Clarification about workflow

GoogleCloudPlatform / Open_Data_QnA

The Open Data QnA python library enables you to chat with your databases by leveraging LLM Agents on Google Cloud. Open Data QnA enables a conversational approach to interacting with your data by implementing state-of-the-art NL2SQL / Text2SQL methods.

Apache License 2.0

110 stars 37 forks source link

Clarification about workflow #15

Open rragundez opened 4 months ago

rragundez commented 4 months ago

I see that the CLI receives as a parameter user_database , just to clarify:

does this refers to the Vector Database in the Architecture diagram and not to the SQL database?
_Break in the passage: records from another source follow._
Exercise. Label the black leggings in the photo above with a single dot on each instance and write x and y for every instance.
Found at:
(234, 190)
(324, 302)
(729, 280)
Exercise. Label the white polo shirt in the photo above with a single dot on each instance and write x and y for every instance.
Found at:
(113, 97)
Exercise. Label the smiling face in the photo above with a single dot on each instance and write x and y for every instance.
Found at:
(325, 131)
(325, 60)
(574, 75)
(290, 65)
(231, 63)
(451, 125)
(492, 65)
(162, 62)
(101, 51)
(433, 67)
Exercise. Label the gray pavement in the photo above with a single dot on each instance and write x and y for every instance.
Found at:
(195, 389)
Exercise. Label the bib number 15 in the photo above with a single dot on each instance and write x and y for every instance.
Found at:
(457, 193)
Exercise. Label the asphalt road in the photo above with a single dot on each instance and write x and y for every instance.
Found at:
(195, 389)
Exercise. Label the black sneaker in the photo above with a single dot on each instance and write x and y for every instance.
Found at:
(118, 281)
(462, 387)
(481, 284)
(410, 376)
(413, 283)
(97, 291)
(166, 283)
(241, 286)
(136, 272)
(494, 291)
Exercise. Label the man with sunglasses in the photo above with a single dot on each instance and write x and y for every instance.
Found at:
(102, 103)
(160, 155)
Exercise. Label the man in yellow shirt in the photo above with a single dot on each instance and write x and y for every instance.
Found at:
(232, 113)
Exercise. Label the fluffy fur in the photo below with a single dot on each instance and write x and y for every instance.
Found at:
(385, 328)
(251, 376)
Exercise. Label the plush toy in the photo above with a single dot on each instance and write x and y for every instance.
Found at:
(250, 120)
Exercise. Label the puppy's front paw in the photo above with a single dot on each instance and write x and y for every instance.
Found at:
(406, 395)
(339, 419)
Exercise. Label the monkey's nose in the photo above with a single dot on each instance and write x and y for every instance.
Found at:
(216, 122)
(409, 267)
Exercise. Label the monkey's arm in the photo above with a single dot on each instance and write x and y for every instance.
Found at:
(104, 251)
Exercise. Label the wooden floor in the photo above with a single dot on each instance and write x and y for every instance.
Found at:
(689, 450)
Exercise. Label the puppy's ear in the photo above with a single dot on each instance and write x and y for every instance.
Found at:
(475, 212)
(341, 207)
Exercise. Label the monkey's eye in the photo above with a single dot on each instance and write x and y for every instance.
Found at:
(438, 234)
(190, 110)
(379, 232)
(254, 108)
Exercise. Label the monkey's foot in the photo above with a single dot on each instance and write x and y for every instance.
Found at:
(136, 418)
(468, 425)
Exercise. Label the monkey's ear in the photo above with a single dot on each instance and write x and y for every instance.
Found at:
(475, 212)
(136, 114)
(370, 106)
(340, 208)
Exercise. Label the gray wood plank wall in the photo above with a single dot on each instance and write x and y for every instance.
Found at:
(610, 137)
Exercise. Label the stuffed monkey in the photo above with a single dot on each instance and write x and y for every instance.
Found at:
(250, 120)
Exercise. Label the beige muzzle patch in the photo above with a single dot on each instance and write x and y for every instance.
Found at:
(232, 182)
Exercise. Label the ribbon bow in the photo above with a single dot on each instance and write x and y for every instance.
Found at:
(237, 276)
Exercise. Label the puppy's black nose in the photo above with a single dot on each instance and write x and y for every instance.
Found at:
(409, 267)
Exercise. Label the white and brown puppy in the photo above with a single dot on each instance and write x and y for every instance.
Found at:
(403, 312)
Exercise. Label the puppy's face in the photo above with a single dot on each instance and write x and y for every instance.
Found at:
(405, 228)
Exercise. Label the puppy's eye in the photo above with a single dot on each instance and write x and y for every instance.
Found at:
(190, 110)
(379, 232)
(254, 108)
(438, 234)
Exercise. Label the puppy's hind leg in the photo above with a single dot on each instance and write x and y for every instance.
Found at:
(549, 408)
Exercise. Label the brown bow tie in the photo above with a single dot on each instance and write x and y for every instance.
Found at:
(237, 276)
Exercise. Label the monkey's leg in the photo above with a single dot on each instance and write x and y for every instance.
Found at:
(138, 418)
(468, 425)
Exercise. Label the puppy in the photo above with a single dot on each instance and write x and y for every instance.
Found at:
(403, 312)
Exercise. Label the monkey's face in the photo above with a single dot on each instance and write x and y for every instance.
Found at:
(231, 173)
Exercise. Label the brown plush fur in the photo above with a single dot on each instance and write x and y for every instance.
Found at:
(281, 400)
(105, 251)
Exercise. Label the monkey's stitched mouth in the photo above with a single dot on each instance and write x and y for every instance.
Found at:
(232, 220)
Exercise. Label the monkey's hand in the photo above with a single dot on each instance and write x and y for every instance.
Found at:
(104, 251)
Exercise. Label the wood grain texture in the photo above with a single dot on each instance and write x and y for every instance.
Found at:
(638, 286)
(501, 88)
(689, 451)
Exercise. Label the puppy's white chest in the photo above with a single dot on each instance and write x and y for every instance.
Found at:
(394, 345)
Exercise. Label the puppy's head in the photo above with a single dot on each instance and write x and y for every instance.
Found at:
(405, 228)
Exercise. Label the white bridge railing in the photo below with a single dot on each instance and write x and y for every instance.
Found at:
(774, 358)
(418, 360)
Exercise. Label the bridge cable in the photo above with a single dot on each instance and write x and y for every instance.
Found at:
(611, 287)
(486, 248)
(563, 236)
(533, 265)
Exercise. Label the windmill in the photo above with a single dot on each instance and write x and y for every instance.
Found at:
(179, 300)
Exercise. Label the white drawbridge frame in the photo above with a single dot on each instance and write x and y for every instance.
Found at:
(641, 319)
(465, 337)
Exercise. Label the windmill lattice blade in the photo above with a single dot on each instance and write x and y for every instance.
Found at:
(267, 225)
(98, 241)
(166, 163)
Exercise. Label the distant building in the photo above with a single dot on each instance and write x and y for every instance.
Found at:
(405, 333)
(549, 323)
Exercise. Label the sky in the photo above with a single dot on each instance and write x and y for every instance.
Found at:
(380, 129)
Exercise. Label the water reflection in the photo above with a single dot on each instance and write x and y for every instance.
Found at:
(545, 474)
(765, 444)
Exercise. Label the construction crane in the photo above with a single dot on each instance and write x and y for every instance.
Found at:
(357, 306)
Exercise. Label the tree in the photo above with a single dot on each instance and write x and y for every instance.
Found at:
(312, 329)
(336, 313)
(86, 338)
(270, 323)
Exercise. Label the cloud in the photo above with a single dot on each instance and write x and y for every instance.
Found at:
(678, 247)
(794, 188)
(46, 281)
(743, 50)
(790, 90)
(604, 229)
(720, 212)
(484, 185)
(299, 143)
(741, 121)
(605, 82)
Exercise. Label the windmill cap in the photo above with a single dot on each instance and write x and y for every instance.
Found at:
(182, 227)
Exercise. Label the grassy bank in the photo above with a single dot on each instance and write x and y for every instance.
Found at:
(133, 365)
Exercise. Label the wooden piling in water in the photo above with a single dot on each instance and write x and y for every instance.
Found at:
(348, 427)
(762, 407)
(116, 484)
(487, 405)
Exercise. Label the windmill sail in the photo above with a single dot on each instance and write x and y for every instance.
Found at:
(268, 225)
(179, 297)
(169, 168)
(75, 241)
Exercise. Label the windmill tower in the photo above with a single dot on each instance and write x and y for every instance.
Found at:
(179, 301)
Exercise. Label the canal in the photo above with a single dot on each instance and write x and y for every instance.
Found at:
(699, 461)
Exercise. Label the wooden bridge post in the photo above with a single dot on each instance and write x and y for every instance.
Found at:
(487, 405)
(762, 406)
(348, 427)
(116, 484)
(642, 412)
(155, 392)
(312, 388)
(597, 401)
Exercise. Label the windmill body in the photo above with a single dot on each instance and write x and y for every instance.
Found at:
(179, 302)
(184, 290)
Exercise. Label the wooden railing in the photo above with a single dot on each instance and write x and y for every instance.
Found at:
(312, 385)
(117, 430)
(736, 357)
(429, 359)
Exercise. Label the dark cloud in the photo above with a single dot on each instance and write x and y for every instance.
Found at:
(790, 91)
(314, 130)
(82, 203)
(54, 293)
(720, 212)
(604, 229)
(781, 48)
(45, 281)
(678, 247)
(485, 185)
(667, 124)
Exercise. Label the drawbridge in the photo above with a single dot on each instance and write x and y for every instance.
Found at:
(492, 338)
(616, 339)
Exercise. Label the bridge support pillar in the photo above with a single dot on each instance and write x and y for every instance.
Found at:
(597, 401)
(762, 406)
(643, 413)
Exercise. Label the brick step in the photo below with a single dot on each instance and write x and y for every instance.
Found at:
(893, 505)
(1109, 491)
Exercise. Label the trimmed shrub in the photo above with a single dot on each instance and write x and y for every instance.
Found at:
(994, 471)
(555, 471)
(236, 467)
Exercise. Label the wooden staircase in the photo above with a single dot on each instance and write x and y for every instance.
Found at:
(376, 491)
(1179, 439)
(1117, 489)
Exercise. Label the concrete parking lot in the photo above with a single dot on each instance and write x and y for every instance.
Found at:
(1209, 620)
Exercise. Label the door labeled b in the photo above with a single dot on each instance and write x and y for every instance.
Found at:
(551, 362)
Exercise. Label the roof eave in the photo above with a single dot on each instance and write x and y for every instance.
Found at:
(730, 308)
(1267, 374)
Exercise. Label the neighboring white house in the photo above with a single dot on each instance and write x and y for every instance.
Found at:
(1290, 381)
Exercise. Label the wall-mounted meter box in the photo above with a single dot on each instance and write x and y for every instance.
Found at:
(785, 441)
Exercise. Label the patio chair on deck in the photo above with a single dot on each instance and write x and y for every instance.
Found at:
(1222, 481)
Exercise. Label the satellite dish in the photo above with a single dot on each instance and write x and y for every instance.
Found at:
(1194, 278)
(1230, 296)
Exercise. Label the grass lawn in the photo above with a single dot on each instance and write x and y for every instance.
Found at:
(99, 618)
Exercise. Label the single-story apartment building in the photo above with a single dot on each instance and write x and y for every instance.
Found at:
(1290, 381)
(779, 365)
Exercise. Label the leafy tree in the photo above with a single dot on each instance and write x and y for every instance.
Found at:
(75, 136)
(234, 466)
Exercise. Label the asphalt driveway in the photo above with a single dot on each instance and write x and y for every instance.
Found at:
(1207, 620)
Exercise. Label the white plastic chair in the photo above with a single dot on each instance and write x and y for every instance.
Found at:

Are the queries based on a single table or does it also relates several tables by means of joins?

If I understand correctly the LLM prompt creation before hitting the SQL Generator joins a lot of elements, like the query + some context about the tables, can you share an example of that prompt, because I guess it would need to add a lot of information in raw format (not vector format).

orpzs commented 4 months ago

@rragundez The user_database refers to the schema/dataset against which you would ask questions. It filters the various stuff from the vector embedding tables. This essentially helps to decide which source you are trying to talk from the vector embedding table.

Queries can be asked on multiple tables if they are all in the same schema/dataset.

We are soon going to release the v2 of this solution with multi turn support which has prompts pulled outside in a separate file where you can view the prompts. For now to understand the prompt you have to go to each .py files in /agents and /dbconnectors folders

rragundez commented 4 months ago

If I understand you correctly, a caveat is that it will not be able to relate tables if they are in different big query datasets but if they are in the same big query dataset it will be able to relate tables by means of joins in the generated sql query?

Can you point me to the relevant prompt py file before hitting the SQL generator? Thanks.

orpzs commented 4 months ago

Yes, for the main branch your statement holds true. If you have a use case which requires the ability to join tables from different biguqery datasets, please consider using v2-draft branch. Word of caution: v2 version has more features like multi turn support yaml based reading of prompts dynamically etc. Please go through the readme.

On the part regarding code for SQL generation please have a look at /agents/BuildSQLAgent.py

hnegi01 commented 3 months ago

Hello,

Do you think we should generate and add contents for knowgoodsql whenever a successful query is generated. As sometimes for the same question the response is generated successfully and sometimes it gives errors.I was testing using bigquery public dataset sample_ecom.

My concern is if it generated a wrong query(not syntax) which will give wrong sql results and if we store that then we are always using the same sql. Maybe a flag needs to be added in the knowgoodsql to label it using human intervention so that only used when set as correct?

Thanks

orpzs commented 3 months ago

Yes, the functionality is already provided in the demo UI we have. There is a thumbs up button that inserts the question and SQL back to the SQL embedding table. Please have a look at the backend API section where you can see a URI /embed_sql (Backend APIs).